The Supreme Court will consider whether AR-15 rifles are legal under the Second Amendment.
The justices will hear cases challenging local and state laws banning AR-15s and semiautomatic rifles. One case involves a policy in Cook County, Illinois, while another focuses on Connecticut law.
The Illinois case was brought by Cutberto Viramontes, who argued that the policy violates his Second Amendment right. Lower courts upheld the law. He then went to the Supreme Court, arguing that the Court should “address the confusion in the lower courts over how to apply this Court’s precedent in arms bans cases—precedent that is straightforward but that the lower courts have proven incapable of applying correctly.”
Challengers to the Connecticut law argued that “a firearm cannot be banned if it is in common use for lawful purposes. If the most popular rifle in the country is not in common use, it is hard to see what that phrase could possibly mean.”

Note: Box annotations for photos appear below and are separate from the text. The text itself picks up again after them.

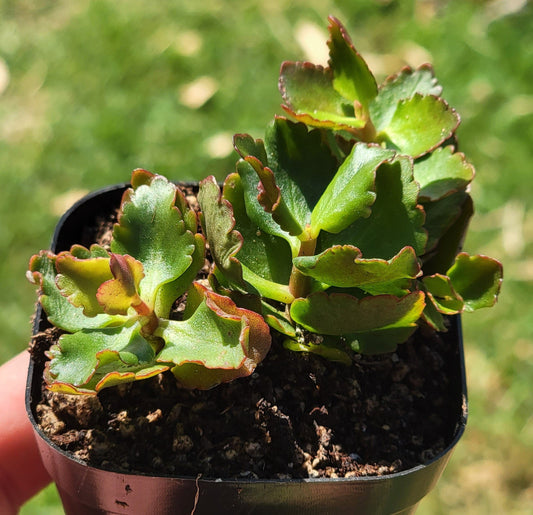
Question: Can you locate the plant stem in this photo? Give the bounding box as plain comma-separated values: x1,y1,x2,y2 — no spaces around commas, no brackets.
289,238,316,299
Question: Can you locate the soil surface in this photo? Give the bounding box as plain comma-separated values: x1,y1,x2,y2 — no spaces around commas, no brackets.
30,183,462,479
30,322,460,479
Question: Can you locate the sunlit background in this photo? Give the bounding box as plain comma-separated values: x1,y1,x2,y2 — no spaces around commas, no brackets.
0,0,533,515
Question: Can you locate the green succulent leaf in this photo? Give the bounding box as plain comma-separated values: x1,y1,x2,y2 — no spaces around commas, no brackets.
311,143,394,238
369,64,442,131
154,234,205,316
290,291,425,335
111,172,196,310
279,62,365,131
375,93,459,157
328,16,378,112
317,153,427,259
414,146,474,202
222,173,292,302
423,191,474,275
422,274,464,315
198,176,243,284
237,117,337,242
45,322,169,394
294,245,420,295
27,251,116,332
56,246,113,317
156,285,270,389
96,254,144,315
446,252,503,311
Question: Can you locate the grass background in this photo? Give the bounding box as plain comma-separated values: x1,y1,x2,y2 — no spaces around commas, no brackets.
0,0,533,515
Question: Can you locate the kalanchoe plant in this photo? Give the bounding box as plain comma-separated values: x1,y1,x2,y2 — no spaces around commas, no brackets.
28,170,270,393
199,18,502,362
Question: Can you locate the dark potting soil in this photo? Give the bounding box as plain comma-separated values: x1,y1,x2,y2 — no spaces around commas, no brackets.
30,322,461,479
30,183,462,479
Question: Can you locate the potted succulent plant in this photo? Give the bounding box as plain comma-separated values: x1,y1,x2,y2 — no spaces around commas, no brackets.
28,18,502,514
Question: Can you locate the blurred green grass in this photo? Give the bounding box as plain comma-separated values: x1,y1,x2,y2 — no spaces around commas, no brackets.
0,0,533,515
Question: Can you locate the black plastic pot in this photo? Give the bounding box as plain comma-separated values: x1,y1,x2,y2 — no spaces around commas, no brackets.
26,185,467,515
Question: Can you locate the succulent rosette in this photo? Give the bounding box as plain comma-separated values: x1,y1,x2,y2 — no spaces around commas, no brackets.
28,170,270,393
199,18,502,362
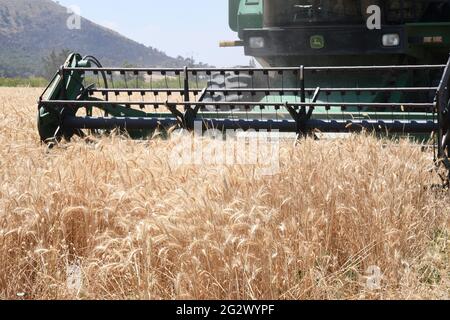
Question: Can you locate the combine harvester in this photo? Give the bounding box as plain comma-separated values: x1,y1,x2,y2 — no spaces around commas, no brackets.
38,0,450,174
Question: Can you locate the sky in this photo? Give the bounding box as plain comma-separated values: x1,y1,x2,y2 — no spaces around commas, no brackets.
58,0,250,67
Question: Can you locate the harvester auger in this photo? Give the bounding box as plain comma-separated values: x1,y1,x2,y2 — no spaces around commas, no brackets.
38,54,450,159
38,0,450,180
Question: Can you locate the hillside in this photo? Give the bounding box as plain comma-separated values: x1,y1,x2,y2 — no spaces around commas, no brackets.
0,0,197,77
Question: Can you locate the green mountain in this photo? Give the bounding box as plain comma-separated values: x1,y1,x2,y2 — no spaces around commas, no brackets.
0,0,197,77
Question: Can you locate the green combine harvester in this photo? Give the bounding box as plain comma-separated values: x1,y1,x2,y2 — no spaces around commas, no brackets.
38,0,450,168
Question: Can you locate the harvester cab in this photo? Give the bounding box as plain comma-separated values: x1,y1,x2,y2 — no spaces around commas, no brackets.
38,0,450,176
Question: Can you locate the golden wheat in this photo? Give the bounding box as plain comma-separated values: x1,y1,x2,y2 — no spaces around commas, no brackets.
0,88,450,299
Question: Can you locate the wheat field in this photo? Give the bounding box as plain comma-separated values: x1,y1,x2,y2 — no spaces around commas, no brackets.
0,88,450,299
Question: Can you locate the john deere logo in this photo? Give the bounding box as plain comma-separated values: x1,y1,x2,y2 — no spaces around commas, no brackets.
310,36,325,49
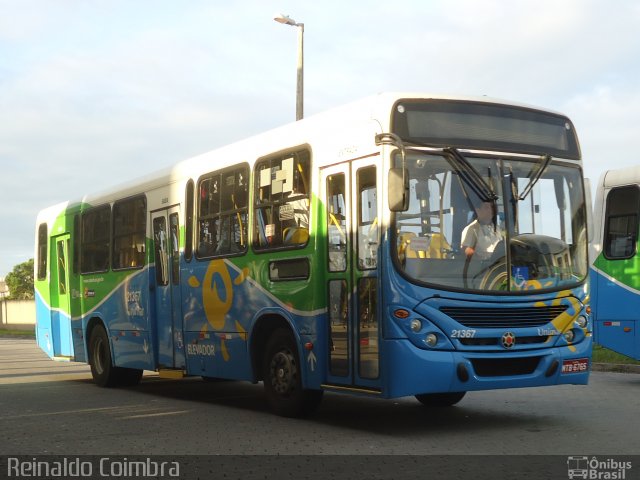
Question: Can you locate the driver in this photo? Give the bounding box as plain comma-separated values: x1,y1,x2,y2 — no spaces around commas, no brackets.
461,202,502,260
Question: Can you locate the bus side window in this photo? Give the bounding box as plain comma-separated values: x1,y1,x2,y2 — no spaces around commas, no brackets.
198,164,249,258
38,223,49,280
254,150,311,250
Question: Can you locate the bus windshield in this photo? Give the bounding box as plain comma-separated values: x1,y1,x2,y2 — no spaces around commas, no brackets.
393,149,588,293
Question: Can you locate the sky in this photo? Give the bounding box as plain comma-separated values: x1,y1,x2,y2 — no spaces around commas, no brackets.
0,0,640,277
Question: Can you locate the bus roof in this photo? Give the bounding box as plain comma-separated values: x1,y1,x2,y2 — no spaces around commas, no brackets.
43,92,576,210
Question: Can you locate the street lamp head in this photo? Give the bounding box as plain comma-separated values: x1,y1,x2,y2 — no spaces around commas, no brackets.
273,13,298,27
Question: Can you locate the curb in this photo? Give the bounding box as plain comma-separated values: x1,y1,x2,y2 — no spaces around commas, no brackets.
0,333,640,374
591,363,640,374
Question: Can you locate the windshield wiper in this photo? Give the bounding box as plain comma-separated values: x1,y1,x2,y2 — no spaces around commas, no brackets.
442,147,498,202
518,155,551,200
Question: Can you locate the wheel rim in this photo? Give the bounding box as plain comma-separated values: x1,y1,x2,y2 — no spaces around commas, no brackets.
269,350,298,396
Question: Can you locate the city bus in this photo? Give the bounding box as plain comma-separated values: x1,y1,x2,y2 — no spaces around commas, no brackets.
591,167,640,360
34,93,592,416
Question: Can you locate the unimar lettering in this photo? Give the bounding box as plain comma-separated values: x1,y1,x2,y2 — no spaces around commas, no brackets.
187,343,216,357
7,457,180,478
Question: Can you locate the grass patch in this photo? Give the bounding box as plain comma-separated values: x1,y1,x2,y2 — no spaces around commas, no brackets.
0,328,36,338
593,345,640,365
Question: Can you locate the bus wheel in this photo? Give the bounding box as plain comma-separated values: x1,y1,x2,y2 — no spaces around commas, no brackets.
263,329,323,417
416,392,467,407
89,325,118,387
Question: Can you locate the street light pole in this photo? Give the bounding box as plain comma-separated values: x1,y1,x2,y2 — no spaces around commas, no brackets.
274,15,304,121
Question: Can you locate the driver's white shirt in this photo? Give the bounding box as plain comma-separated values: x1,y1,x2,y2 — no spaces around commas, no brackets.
461,219,502,260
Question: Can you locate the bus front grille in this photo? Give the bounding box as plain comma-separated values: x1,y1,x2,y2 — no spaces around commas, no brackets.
458,335,549,347
440,305,569,328
471,357,541,377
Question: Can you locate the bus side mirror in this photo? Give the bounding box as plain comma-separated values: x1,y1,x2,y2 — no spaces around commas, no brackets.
389,167,409,212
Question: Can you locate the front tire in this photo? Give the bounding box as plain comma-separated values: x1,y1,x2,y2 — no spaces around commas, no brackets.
89,325,118,387
416,392,467,407
263,329,323,417
89,325,143,388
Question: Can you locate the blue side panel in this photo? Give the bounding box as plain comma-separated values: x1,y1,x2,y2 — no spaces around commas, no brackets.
51,310,73,357
81,268,156,370
591,270,640,360
35,292,74,358
182,260,324,386
111,331,151,370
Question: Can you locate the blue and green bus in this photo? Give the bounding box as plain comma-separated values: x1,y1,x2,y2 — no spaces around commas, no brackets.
591,167,640,360
35,93,592,416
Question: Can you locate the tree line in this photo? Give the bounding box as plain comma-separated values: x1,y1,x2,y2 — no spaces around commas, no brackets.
4,258,34,300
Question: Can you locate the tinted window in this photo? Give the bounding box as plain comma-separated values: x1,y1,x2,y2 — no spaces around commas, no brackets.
254,150,311,250
113,197,147,269
604,186,640,259
196,164,249,258
80,205,111,273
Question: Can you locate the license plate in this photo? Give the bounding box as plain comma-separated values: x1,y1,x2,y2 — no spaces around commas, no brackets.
562,358,589,373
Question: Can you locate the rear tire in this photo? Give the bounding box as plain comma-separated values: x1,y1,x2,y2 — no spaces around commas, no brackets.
89,325,118,387
416,392,467,407
263,328,323,417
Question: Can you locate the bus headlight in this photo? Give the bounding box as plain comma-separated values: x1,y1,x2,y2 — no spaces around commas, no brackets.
424,333,438,347
562,330,576,343
411,318,422,333
576,315,588,328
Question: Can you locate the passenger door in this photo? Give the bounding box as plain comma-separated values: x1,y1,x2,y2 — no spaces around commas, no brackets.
321,159,380,391
51,234,73,357
151,207,185,368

Last year, the Supreme Court declined to take up a case on the constitutionality of AR-15s. While Justices Clarence Thomas, Samuel Alito, and Neil Gorsuch voted to hear the case at the time, Justice Brett Kavanaugh suggested that the Court will hear the case “in the next Term or two.”
In a written statement on the case, Kavanaugh said, “Opinions from other Courts of Appeals should assist this Court’s ultimate decisionmaking on the AR–15 issue.” He noted, “Additional petitions for certiorari will likely be before this Court shortly and, in my view, this Court should and presumably will address the AR-15 issue soon, in the next Term or two.”
Thomas declared that AR-15s are “clearly ‘Arms’ Under the Second Amendment’s plain text.”
“I would not wait to decide whether the government can ban the most popular rifle in America,” he asserted. “That question is of critical importance to tens of millions of law-abiding AR–15 owners throughout the country. We have avoided deciding it for a full decade.”